Não bastasse eu pular na frente, como uma pequena diaba, para responder antes de minha mãe, eu ainda mexia a cabeça para os lados, fazendo os “cocós” balançarem  harmônicos e o beicinho de Diane murchar.

Diane assistia admirada – as paquitas, os desenhos, e a COR da TV. Ela não se reconhecia, não era representada, mas sonhava, desejava. Pouco falava, e perplexa ficava com meus cabelos enormes com dois coques segurados por elásticos coloridos imitando a rainha dos baixinhos. As atitudes, os gestos, a dança. Mesmo que nossa realidade nada tivesse em comum com a da Globo.

O choro da menina, cada vez que eu passava com as botas brancas de franjas longas e os pompons em cada lado da cabeça, era um calvário para ela. É claro, na minha criancice, não fazia por maldade. Eu não entendia, virava as costas, subia a rampa para pegar à estrada a caminho da Escola prof. João Teles de Carvalho, enquanto ouvia o choro desgostoso e inconsolável de Diane.

O tempo passou e eu imitei Babalu, personagem de uma ex paquita que fez enorme sucesso num folhetim das 19h: cortei os cabelos, pintei as unhas de vermelho, comprei as blusinhas ciganas  e quase mudo o nome do namoradinho, queria chamá-lo de “Raí”. Isto é, quase não sofri influência da TV na adolescência.

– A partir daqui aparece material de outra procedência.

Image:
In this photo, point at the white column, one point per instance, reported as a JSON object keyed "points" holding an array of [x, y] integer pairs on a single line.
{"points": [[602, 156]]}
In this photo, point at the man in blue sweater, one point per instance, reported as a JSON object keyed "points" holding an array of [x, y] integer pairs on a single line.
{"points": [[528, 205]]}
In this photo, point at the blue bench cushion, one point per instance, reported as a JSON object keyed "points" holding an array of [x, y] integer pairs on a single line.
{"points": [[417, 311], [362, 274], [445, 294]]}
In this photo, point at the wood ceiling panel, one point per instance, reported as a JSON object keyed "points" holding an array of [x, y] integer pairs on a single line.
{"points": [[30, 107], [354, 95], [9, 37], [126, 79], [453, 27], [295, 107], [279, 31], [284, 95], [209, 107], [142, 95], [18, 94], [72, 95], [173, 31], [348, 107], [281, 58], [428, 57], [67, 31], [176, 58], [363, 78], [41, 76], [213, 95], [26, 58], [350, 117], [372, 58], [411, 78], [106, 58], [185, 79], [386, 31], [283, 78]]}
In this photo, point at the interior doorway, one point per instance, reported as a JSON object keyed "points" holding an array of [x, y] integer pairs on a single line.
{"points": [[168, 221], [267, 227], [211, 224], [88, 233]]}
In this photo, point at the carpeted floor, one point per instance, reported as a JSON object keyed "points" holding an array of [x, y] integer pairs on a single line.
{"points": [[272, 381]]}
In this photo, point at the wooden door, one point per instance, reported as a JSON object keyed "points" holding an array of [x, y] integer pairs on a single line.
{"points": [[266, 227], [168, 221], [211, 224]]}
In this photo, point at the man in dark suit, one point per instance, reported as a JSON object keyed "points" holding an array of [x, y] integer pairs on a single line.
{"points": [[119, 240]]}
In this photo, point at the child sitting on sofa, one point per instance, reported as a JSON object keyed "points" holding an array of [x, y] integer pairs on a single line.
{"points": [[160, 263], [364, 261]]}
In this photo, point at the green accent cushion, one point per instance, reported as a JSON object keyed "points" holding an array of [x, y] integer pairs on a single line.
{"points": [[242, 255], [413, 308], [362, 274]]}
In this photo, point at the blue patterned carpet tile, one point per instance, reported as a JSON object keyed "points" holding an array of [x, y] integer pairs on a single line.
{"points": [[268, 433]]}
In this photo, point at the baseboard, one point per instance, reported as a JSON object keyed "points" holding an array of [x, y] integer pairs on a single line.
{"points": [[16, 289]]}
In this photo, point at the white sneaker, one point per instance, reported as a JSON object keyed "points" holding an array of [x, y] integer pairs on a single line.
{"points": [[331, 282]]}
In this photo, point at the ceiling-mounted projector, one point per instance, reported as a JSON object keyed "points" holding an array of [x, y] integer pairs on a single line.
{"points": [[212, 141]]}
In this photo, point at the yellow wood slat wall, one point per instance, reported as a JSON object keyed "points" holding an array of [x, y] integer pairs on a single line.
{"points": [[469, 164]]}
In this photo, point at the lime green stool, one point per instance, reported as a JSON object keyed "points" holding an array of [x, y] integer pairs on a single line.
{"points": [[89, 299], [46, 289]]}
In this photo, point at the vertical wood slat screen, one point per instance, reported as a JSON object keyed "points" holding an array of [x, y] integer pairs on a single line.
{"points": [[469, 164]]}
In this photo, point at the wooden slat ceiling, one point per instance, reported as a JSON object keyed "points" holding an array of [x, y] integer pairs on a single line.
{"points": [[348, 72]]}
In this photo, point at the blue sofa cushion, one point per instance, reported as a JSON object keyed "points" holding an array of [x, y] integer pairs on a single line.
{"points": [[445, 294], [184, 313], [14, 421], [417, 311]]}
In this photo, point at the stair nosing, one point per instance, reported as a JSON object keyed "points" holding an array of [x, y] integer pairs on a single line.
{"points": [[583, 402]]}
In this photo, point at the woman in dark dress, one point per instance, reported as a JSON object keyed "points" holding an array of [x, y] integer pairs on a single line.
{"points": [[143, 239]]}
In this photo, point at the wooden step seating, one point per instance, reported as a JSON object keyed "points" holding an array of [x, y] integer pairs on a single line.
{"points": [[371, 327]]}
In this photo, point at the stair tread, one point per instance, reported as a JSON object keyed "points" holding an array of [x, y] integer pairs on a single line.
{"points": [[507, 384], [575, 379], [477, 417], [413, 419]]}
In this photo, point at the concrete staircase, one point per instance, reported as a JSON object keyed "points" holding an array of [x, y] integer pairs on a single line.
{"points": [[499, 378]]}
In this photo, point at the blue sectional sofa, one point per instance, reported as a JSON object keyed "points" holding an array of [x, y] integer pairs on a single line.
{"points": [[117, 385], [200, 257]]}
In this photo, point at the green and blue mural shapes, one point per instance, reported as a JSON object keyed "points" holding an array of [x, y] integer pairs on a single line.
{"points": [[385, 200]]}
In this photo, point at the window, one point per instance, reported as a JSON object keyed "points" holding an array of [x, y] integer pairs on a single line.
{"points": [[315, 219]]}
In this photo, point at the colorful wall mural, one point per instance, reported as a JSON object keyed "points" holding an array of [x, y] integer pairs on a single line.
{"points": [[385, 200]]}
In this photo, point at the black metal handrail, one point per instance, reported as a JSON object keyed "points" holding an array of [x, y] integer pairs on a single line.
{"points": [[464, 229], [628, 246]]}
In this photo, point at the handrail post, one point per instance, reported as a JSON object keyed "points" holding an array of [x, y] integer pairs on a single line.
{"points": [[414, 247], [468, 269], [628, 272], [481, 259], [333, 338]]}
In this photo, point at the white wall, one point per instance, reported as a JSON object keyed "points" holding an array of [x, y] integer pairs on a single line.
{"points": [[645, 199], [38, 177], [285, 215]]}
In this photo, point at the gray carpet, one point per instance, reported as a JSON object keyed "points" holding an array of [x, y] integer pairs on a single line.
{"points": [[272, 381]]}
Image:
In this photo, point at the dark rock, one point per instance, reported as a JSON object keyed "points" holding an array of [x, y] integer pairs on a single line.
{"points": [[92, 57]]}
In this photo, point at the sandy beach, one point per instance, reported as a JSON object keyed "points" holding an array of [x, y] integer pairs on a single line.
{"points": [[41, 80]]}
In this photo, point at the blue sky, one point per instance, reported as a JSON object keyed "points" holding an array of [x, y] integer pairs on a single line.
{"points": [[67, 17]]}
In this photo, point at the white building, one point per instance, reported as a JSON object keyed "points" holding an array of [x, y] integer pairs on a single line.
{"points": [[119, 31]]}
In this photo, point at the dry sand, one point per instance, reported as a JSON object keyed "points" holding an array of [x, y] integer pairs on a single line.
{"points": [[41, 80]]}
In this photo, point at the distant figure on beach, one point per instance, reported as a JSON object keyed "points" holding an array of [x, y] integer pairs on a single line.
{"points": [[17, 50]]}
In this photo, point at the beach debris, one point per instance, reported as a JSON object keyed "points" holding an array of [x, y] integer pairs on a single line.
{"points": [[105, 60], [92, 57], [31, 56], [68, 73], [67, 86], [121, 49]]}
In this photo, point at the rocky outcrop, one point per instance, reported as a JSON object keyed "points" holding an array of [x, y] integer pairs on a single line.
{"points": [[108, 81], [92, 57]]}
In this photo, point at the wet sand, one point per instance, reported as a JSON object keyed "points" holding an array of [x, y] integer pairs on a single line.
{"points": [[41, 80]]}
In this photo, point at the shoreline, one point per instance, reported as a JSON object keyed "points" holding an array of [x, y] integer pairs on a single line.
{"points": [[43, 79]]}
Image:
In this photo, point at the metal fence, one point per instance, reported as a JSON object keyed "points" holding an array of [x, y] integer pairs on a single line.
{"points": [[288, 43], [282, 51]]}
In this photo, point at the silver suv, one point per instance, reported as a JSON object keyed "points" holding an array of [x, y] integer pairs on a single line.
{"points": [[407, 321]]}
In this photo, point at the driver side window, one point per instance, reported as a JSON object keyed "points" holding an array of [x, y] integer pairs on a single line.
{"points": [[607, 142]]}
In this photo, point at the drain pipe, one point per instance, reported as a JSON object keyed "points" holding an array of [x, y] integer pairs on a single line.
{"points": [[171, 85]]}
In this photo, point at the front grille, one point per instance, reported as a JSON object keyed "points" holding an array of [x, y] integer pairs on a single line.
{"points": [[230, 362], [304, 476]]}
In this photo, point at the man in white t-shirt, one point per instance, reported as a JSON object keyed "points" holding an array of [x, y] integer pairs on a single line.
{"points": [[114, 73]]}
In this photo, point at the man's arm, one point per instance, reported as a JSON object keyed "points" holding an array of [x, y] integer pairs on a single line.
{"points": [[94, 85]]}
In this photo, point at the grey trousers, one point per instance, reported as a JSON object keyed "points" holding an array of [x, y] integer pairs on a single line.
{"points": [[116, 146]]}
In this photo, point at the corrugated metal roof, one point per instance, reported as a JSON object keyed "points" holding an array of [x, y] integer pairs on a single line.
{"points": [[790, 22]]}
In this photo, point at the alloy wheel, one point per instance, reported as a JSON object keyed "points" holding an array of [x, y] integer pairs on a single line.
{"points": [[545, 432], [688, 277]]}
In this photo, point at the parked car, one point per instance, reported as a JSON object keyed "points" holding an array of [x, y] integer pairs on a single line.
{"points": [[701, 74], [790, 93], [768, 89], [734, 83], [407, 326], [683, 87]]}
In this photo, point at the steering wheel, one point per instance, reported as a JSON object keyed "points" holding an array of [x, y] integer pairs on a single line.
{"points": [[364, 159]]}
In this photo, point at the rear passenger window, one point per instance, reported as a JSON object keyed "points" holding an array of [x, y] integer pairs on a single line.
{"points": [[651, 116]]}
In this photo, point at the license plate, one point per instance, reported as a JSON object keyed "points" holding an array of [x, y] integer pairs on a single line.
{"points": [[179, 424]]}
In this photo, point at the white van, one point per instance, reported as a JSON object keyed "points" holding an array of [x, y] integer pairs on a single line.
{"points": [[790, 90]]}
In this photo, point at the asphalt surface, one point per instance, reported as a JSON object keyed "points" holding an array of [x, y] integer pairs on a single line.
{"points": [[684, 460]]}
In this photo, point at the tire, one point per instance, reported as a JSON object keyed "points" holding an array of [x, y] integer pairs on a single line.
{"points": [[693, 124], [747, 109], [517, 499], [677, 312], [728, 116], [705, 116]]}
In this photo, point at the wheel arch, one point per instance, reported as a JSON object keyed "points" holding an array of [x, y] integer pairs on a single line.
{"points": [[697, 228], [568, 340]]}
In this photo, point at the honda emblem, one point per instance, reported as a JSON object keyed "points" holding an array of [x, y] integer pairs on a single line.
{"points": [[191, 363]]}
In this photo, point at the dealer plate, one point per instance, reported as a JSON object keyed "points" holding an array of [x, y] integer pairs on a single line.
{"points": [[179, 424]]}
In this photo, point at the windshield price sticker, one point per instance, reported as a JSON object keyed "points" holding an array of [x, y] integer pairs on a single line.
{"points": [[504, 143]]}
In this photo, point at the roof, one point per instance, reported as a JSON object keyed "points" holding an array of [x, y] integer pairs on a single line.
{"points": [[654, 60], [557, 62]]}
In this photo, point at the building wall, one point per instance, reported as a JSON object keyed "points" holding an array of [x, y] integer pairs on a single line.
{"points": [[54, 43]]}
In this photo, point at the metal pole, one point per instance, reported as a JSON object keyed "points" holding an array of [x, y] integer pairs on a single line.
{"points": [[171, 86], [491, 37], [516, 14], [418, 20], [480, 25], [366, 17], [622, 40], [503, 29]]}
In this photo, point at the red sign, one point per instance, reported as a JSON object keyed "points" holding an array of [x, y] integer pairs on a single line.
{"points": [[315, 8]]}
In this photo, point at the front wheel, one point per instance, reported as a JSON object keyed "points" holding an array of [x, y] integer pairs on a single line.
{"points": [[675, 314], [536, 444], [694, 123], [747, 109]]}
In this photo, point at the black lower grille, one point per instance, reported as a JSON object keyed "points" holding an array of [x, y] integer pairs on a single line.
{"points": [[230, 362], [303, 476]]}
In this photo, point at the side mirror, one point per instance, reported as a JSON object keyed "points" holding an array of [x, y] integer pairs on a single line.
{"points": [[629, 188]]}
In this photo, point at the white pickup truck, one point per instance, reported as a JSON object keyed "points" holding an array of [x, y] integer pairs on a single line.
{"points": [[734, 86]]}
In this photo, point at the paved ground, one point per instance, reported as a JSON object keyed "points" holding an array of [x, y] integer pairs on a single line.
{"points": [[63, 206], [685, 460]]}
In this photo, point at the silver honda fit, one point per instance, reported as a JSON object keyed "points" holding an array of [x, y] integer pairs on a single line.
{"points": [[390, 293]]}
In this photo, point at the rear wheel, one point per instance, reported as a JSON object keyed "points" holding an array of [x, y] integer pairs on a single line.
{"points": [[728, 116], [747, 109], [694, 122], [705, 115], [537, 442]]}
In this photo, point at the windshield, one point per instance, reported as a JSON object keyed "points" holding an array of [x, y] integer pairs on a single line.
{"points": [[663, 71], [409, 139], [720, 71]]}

Hoje, passando da ilusão ao desencanto, eu vejo aqueles gestos esvaziados de sentido. Diane morreu aos 24 anos. E, por exemplo, se eu pudesse voltar no tempo, queria dizer para ela: éramos todas lindas, com ou sem TV, as paquitas loiras de olhos azuis,  a descendente indígena com botas da moda, pulando as poças de lama no caminho da escola e a negra menina de cabelos duros e encaracolados. Até a tristeza e o soluço dos olhos dela eram belos. A palavra empoderamento, talvez nem existisse, mas eu queria dizer também para Diane que nós éramos inocentes e vítimas de um sistema cruel de comparação, “desempoderamento”, enquadramento, exclusão e competição feminina desde os nossos primeiros anos de vida.